Edit: Could the question implies that on the level of subatomic particles the search for or a claim of the existence of magnetic monopoles simply doesn’t make sense? Because, or they will not be distinguishable from electric charges, or would not interact with our surroundings.
Magnetic monopoles respond to magnetic fields in the same way as electric monopoles (more commonly called charges) respond to magnetic fields.

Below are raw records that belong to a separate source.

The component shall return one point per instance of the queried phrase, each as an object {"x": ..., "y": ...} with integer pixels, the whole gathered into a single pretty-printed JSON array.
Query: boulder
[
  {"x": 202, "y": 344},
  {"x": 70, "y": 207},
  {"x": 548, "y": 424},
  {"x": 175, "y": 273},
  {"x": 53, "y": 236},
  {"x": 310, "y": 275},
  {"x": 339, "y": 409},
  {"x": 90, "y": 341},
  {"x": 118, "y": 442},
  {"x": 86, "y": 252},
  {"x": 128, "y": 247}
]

According to the Lorentz force law, in an external electric field $\vec{E}$ an electric charge $q$ will feel a force $q \vec{E}$. A magnetic monopole of charge $g$ in a magnetic field $\vec{B}$ will feel a force $g \vec{B}$. If we have both magnetic and electric fields present, and the charges have velocity $v$, the force law is
$$\vec{F}_\mathrm{q} = q(\vec{E} + \vec{v} \times \vec{B}),$$ $$\vec{F}_\mathrm{g} = g(\vec{B} - \vec{v} \times \vec{E}).$$
If monopoles exist, the laws of nature are symmetric under $q \leftrightarrow g$, $\vec{E} \to \vec{B}$, $\vec{B} \to -\vec{E}$. This is known as electromagnetic duality, and its 'beauty' is the reason why people first started wondering if monopoles existed (we have better reasons now!). But this doesn't mean that monopoles and electric charges will behave identically. Because in this universe there are an abundance of electric charges but no observed magnetic ones, it would be very easy to spot a monopole! For example, we can see from the equations above that in an electric field a stationary monopole would feel no force, while an electric charge would be accelerated.